Versione 1: al sugo (pronte in 10 minuti)

Se vuoi la cena che sa di casa, vai di pomodoro. È la variante più “abbraccio”.

Come fare:

  • In padella scalda olio extravergine e fai soffriggere cipolla e carota tritate finissime.
  • Versa la passata di pomodoro, sala e lascia andare qualche minuto.
  • Aggiungi le polpette, copri e cuoci 10 minuti, girandole con delicatezza a metà cottura.

Risultato: polpette morbidissime, sugo profumato, scarpetta praticamente inevitabile.

Versione 2: fritte (croccanti in 5-6 minuti)

Qui succede la trasformazione: fuori dorate, dentro soffici.
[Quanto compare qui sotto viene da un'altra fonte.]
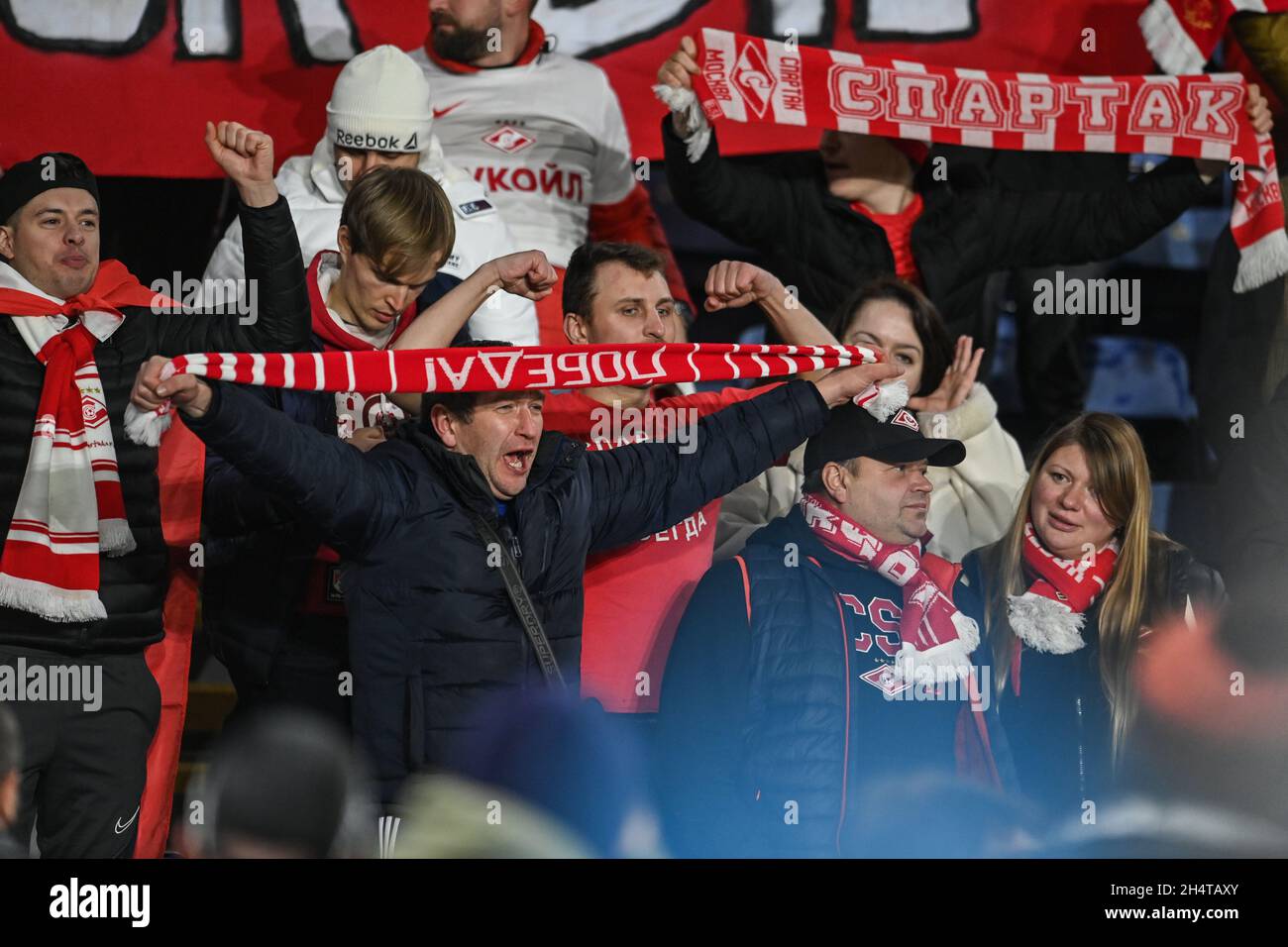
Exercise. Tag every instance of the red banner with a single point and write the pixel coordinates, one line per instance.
(129, 84)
La cena diventa una festa, anche se era partita come “non ho tempo”.

Come fare:

  • Passa le polpette nel pangrattato, senza schiacciarle.
  • Friggile in olio ben caldo per 5-6 minuti, girandole finché sono uniformemente dorate.
  • Scola su carta assorbente e aggiungi un pizzico di sale.

Consiglio da cucina vissuta: falle piccole e tutte simili, così cuociono nello stesso tempo e non ti stressi.

Versione 3: ai funghi (cremose in 10 minuti)

Questa è la variante che sorprende, perché sembra più “da ristorante” ma in realtà si fa in un attimo.

Come fare:

  • In padella scalda olio con uno spicchio d’aglio.
  • Aggiungi champignon a fettine e un mix di funghi (anche secchi reidratati, se li hai).
  • Copri e cuoci finché i funghi si ammorbidiscono.
  • Metti le polpette e cuoci 10 minuti, girandole ogni tanto.
  • A metà cottura versa mezzo bicchiere di latte, per creare una cremina irresistibile.

Qui il trucco è la pazienza di due minuti: lascia restringere il fondo, e la salsa diventa velluto.

Versione 4: al forno (leggere e senza pensieri)

Quando vuoi qualcosa di più leggero, o semplicemente non vuoi stare ai fornelli, il forno ti salva.

Come fare:

  • Sistema le polpette su teglia con carta forno.
  • Condisci con un filo d’olio.
  • Inforna finché sono ben dorate (puoi girarle a metà cottura per uniformare la superficie).

Sono perfette anche per prepararle in anticipo e riscaldarle al volo.

Mini guida “salva risultato” (senza ansia)

  • Se l’impasto è troppo morbido, aggiungi pangrattato un cucchiaio alla volta.
  • Se è troppo asciutto, una punta di ricotta o un goccio di latte lo rimettono in riga.
  • Il prezzemolo fa tanto, ma puoi personalizzare con erbe diverse (senza complicarti la vita).

Alla fine, il mistero del “salva cena” si risolve così: una ciotola, pochi ingredienti, e la libertà di scegliere la cottura in base all’umore. E quando vedi sparire l’ultima polpetta dal piatto, capisci che la serata è ufficialmente salva.